Cross-site scripting (XSS) is a type of computer security vulnerability typically found in web applications which allow code injection by malicious web users into the web pages viewed by other users. Examples of such code include HTML code and client-side scripts. An exploited cross-site scripting vulnerability can be used by attackers to bypass access controls such as the same origin policy. Vulnerabilities of this kind have been exploited to craft powerful phishing attacks and browser exploits.

To avoid Cross-Site Scripting (XSS), Silverlight runtime enforces restrictions in the framework APIs. Any cross domain request requires that the server has explicitly granted permissions to access its resources from Silverlight client. Cross domain access means the Silverlight client is making network calls to domain which is not same as the domain from which the client itself has been downloaded. The restrictions are same as what Flash based clients also experience.
To allow flash based clients to access its resources, servers need to place a policy file at the root of the domain called crossdomain.xml and all access permission in that file.

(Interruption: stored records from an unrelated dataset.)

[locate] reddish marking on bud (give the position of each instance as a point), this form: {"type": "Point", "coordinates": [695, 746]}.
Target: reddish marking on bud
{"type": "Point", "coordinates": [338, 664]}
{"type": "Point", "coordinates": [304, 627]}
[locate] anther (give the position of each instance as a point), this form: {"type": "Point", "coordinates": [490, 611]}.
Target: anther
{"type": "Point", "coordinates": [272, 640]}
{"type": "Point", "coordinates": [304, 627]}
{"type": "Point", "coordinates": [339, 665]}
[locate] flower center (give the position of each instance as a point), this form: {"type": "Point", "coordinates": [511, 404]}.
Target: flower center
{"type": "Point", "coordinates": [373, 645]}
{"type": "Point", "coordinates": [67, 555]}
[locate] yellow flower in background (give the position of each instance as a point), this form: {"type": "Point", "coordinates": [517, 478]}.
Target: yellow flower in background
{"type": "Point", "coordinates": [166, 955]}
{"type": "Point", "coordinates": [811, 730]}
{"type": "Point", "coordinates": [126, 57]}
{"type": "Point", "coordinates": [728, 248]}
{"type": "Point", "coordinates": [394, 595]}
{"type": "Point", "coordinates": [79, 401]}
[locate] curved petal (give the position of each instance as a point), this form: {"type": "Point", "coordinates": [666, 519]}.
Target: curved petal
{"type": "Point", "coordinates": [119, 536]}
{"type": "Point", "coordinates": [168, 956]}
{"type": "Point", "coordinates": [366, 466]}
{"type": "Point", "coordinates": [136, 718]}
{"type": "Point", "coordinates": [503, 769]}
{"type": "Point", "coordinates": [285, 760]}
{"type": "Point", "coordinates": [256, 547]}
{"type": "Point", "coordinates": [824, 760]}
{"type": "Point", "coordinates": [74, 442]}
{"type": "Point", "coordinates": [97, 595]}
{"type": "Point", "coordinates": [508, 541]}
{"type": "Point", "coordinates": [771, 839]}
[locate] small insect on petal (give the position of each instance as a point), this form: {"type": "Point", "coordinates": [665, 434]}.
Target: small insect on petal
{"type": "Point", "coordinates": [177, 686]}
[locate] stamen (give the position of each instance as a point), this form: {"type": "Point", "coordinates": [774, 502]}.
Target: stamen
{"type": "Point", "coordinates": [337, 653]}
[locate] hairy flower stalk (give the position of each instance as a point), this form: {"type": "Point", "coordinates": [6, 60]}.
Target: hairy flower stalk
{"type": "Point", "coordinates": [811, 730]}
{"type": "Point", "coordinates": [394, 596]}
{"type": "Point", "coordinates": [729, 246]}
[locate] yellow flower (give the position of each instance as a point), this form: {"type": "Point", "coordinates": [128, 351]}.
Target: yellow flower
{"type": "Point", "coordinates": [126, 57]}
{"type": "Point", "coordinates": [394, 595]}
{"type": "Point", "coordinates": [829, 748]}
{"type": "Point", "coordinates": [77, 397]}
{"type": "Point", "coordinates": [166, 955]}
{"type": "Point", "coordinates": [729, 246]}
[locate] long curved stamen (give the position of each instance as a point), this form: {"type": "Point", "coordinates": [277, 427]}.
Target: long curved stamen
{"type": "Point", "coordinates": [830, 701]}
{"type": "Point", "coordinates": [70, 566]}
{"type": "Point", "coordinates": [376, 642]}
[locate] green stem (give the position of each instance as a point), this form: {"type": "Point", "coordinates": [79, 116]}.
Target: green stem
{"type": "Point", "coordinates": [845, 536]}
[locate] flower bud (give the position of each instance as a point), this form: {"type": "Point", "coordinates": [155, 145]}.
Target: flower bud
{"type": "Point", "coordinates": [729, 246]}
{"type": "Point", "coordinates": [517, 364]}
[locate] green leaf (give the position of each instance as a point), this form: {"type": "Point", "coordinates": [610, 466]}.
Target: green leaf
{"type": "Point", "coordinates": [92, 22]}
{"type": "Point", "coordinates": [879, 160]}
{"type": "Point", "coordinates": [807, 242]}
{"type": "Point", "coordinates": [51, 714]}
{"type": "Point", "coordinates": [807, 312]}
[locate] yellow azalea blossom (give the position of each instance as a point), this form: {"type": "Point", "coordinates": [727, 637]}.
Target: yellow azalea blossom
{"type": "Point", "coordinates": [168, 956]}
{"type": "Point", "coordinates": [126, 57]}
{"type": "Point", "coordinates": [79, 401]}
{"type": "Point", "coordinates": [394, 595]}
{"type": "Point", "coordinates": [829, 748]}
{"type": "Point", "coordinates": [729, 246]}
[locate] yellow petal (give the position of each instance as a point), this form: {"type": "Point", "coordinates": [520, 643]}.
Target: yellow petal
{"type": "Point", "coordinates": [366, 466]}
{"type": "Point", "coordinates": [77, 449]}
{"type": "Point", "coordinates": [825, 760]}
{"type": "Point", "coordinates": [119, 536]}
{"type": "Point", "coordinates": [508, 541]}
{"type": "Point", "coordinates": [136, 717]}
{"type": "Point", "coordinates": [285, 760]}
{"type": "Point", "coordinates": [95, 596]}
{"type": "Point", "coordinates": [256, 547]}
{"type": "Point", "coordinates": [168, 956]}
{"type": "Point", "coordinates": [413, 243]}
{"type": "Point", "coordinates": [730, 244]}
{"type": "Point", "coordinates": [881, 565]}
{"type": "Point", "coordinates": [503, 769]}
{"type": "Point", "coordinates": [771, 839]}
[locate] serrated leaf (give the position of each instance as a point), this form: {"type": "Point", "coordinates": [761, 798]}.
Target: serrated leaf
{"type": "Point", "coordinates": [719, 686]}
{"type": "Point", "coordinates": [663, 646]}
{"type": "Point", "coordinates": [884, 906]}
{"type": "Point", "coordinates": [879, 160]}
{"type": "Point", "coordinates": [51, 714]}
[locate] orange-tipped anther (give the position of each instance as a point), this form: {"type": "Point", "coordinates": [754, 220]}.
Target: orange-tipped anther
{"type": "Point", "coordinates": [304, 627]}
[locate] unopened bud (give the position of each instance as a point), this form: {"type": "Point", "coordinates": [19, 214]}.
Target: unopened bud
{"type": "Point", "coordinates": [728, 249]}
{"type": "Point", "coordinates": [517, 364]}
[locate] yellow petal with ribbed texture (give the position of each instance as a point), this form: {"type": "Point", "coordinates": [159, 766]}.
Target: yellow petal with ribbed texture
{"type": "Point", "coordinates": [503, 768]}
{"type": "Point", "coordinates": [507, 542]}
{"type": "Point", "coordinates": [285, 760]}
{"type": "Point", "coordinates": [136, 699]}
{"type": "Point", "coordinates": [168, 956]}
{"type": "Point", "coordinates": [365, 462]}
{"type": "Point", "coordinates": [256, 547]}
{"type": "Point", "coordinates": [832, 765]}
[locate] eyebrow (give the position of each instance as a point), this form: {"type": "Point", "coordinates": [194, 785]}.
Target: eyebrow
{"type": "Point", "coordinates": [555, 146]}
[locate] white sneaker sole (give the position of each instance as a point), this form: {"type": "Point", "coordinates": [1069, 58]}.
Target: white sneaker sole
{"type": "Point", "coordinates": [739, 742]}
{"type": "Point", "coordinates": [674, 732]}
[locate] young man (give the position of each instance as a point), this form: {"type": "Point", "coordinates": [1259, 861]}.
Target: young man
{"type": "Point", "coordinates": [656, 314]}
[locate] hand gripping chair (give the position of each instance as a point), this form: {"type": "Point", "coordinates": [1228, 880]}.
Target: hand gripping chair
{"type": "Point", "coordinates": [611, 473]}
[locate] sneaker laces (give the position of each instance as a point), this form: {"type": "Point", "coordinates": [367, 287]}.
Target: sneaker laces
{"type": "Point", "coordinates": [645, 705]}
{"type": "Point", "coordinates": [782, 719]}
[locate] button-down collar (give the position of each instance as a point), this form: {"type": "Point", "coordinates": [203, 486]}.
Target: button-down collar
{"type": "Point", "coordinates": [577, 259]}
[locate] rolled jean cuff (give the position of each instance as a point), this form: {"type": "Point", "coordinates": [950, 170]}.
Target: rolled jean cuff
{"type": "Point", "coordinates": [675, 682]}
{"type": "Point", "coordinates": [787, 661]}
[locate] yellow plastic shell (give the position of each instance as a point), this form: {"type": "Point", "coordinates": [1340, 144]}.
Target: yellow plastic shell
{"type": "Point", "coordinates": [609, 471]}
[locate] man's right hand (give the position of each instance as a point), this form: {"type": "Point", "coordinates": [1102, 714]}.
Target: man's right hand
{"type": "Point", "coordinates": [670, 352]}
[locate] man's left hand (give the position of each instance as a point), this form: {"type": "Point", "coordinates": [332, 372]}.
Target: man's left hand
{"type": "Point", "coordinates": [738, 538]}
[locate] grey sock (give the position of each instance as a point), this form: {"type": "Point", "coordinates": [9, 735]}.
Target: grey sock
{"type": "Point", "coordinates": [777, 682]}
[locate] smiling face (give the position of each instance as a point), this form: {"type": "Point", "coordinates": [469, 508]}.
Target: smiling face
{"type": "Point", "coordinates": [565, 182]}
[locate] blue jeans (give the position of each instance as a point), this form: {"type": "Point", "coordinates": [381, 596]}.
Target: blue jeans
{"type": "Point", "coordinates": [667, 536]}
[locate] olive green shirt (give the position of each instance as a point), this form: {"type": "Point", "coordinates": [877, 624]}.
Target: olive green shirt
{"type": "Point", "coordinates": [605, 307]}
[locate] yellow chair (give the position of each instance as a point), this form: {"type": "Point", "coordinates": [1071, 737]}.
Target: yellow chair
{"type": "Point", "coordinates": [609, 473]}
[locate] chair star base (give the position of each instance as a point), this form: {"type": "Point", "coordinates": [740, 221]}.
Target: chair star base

Silverlight uses the same logic to allow the APIs to access cross domain resources. It supports flash based policy file. It also supports a file specific to Silverlight clients named as clientaccesspolicy.xml. This is also a xml based file with published format but different from flash format.Silverlight runtime first tries to download the clientaccesspolicy.xml file and if found, all access permissions are granted using this file. If this file is not available, it tries to download flash based policy file. If none is found, access is denied. These files are not downloaded in case of same domain access.